Lots of folks still without power here on the East Coast. Word is that in Charles Town WV the Burger King, KFC, FOOD LION, etc have had to throw out all their frozen and refrigerated foods. That's a heck of a lot of food!
I have full freezers here - both the freezer part of the refrigerator and the free-standing upright 14.7 cubic foot freezer. What, you ask, would *I* do in an extended power outage during the summer?
FIRST - I'd see if I could get any dry ice. I know that AirGas in Martinsburg sells it, but don't know their hours and have not tried to see if they are open during this since, well, I don't need the stuff. Yes, I have emergency cash on hand to pay for that.
SECOND - I'd wrap the freezer in blankets. I sure don't need them now! And the freezers being so full they'd last 3 days or more with added insulation.
THIRD - I'd can the freezer contents, using a propane-powered camping stove and a case of propane I keep around JUST in case that. Frozen fruits would have sugar and spices added and be canned as pie filling in quart jars (I'd add corn starch when making pies later). Veggies would go in pint or quart jars - and I suppose I might not 'can' them and might make pickles of them instead. The pickles could be water bath canned if power continues out once they are 'done'. Boneless meats go in pint jars, bone-in go in quart jars and get pressure canned. The pork jowl would finally get smoked! The pork shoulder would be smoked, pulled, then canned (maybe in BBQ sauce).
The chicken livers I don't know WHAT I'd do with. Probably make rumaki and eat them rather than try to preserve them further.
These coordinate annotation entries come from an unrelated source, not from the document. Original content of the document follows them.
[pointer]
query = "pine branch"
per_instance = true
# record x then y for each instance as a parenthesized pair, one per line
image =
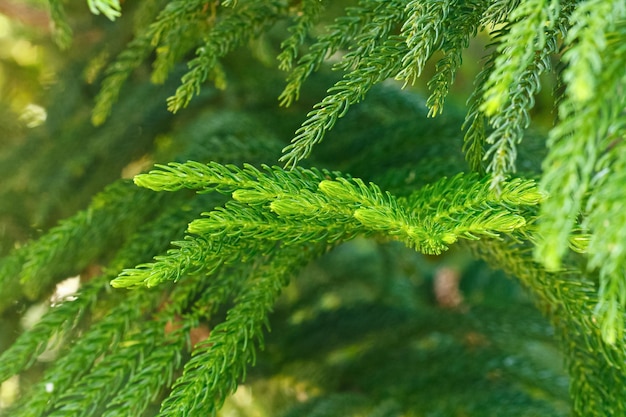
(586, 118)
(109, 8)
(524, 53)
(383, 62)
(62, 32)
(57, 324)
(340, 34)
(219, 363)
(423, 31)
(81, 356)
(570, 299)
(69, 247)
(240, 24)
(306, 15)
(158, 368)
(461, 25)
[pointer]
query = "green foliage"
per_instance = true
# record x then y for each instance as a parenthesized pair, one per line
(212, 240)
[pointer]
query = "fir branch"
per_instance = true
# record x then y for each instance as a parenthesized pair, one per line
(569, 299)
(110, 8)
(61, 30)
(116, 75)
(340, 34)
(605, 249)
(586, 119)
(56, 323)
(158, 368)
(235, 27)
(384, 61)
(423, 32)
(523, 54)
(80, 357)
(386, 16)
(108, 376)
(220, 362)
(69, 247)
(306, 15)
(462, 24)
(476, 122)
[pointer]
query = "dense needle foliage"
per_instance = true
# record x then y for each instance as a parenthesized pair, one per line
(231, 216)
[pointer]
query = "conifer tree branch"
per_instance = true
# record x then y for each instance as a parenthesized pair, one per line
(306, 15)
(340, 34)
(235, 26)
(62, 32)
(219, 363)
(80, 357)
(382, 63)
(586, 118)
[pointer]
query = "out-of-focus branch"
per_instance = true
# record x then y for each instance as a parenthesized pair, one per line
(26, 14)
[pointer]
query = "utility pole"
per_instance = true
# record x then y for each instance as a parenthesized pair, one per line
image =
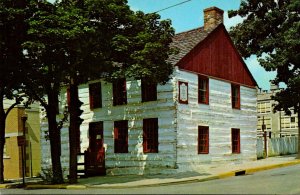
(265, 136)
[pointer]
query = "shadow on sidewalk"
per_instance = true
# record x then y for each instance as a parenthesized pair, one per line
(108, 179)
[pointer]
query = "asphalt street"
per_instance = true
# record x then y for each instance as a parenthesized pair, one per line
(276, 181)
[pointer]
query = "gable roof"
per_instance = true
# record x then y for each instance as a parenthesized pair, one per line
(185, 42)
(188, 41)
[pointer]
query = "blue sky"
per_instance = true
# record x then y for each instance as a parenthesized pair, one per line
(189, 15)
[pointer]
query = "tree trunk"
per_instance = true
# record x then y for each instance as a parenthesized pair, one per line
(298, 154)
(54, 136)
(72, 133)
(2, 139)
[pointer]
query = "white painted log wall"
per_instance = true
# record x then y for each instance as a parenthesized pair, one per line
(135, 161)
(178, 124)
(220, 117)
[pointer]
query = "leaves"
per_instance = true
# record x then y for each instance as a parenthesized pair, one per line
(271, 30)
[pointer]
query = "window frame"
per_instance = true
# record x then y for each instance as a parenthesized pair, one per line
(235, 141)
(206, 93)
(235, 97)
(149, 91)
(95, 95)
(121, 143)
(187, 92)
(203, 135)
(150, 135)
(119, 92)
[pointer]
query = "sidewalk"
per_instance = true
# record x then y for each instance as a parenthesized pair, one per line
(214, 172)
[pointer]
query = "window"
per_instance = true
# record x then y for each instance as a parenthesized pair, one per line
(203, 140)
(235, 139)
(95, 95)
(68, 96)
(203, 90)
(121, 136)
(150, 135)
(293, 119)
(119, 92)
(95, 136)
(149, 92)
(183, 92)
(263, 107)
(5, 154)
(235, 96)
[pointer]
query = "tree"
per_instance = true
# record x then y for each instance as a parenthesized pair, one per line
(271, 30)
(122, 43)
(12, 28)
(52, 30)
(72, 41)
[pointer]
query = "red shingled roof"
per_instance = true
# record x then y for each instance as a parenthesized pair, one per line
(186, 41)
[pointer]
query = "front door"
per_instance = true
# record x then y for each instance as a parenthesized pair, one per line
(95, 155)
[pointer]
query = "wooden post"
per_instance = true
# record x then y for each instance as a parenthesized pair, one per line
(265, 137)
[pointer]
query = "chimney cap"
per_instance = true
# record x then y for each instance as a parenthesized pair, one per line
(213, 8)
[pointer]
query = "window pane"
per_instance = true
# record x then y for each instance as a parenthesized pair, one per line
(119, 92)
(203, 89)
(121, 136)
(95, 95)
(149, 92)
(235, 96)
(203, 140)
(150, 135)
(235, 136)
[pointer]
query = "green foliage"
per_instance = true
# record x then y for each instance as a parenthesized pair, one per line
(271, 30)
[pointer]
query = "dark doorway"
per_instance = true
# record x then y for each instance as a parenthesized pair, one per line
(95, 155)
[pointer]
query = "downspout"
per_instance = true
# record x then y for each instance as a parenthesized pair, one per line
(176, 114)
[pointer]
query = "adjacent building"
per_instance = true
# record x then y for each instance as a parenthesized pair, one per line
(205, 114)
(277, 124)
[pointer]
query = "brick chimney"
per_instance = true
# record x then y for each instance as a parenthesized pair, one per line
(213, 16)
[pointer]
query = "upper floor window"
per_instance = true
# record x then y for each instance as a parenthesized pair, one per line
(95, 95)
(203, 90)
(5, 153)
(183, 96)
(149, 92)
(203, 140)
(235, 140)
(235, 96)
(263, 107)
(150, 135)
(119, 92)
(121, 136)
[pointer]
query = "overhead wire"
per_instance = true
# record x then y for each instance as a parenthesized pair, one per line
(172, 6)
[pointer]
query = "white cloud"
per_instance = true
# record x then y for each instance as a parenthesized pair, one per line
(261, 76)
(229, 22)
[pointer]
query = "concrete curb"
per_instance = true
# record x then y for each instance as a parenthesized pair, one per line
(184, 181)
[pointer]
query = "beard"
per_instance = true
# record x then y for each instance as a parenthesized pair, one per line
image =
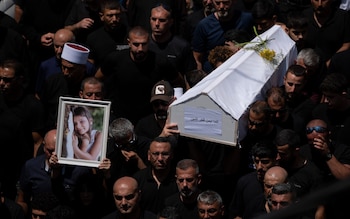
(140, 56)
(186, 192)
(161, 115)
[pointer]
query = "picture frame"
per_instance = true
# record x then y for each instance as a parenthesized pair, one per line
(82, 131)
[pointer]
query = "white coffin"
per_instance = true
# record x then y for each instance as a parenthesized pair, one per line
(213, 108)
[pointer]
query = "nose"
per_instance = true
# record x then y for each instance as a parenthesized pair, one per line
(292, 88)
(319, 2)
(277, 115)
(278, 157)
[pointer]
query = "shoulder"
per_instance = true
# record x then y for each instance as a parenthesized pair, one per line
(149, 215)
(112, 215)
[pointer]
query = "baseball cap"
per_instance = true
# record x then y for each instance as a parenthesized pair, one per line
(75, 53)
(162, 90)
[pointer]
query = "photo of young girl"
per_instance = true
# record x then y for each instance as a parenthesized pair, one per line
(86, 142)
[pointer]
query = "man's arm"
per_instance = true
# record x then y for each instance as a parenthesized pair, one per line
(198, 58)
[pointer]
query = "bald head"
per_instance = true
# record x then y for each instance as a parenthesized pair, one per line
(125, 183)
(273, 176)
(61, 37)
(127, 196)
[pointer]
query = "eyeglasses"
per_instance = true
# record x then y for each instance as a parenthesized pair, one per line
(185, 179)
(97, 94)
(162, 154)
(256, 124)
(36, 216)
(209, 211)
(127, 197)
(283, 204)
(6, 79)
(138, 44)
(318, 129)
(291, 84)
(281, 111)
(158, 103)
(266, 161)
(128, 144)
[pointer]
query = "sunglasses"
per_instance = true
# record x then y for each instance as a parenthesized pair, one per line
(138, 44)
(267, 161)
(7, 80)
(318, 129)
(281, 111)
(158, 103)
(257, 124)
(283, 204)
(127, 197)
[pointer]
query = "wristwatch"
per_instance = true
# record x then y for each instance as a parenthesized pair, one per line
(328, 156)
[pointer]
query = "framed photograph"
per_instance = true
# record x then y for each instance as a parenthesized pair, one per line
(82, 131)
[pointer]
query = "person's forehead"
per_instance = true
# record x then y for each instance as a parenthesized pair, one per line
(107, 11)
(291, 76)
(202, 205)
(255, 116)
(8, 72)
(160, 146)
(95, 87)
(124, 189)
(137, 38)
(188, 172)
(160, 11)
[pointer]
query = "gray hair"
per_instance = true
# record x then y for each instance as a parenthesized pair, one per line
(309, 56)
(210, 197)
(184, 164)
(120, 128)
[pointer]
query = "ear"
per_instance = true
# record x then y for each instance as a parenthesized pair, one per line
(199, 178)
(222, 210)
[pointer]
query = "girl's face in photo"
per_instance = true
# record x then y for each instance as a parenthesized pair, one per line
(81, 124)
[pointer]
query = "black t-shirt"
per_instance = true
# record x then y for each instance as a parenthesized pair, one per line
(153, 197)
(185, 210)
(129, 84)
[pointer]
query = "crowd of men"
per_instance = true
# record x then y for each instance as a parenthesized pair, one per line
(134, 54)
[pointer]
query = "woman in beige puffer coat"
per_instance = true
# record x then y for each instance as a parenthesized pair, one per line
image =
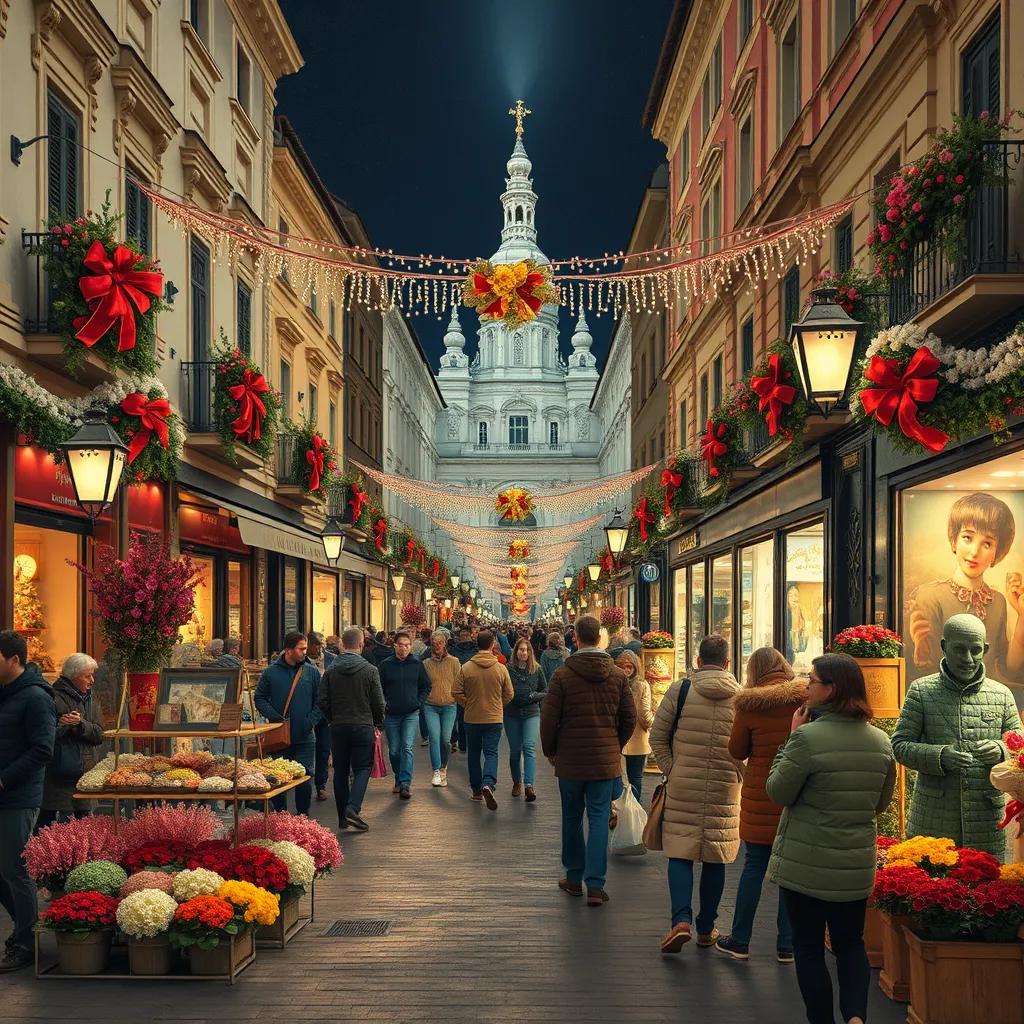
(701, 809)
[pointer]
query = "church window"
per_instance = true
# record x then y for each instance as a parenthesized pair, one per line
(518, 430)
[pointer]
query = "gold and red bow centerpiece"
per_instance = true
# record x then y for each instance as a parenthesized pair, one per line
(509, 292)
(115, 291)
(514, 504)
(774, 393)
(899, 391)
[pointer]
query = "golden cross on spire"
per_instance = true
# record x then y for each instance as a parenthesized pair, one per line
(519, 112)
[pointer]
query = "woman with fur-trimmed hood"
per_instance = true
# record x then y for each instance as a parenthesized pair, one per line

Obviously, if we had any ice cream we'd have eaten that early on.
And, of course, we DO have a generator, but in an emergency I might use that only to pump water rather than run the freezer.
Look, it's not like I've got a freezer full of microwaveable dinners or other majorly prepared foods. It's full of 'ingredients' rather than food, as Sharon Astyk might put it. That means that I can MAKE the raw ingredients INTO food and preserve the food.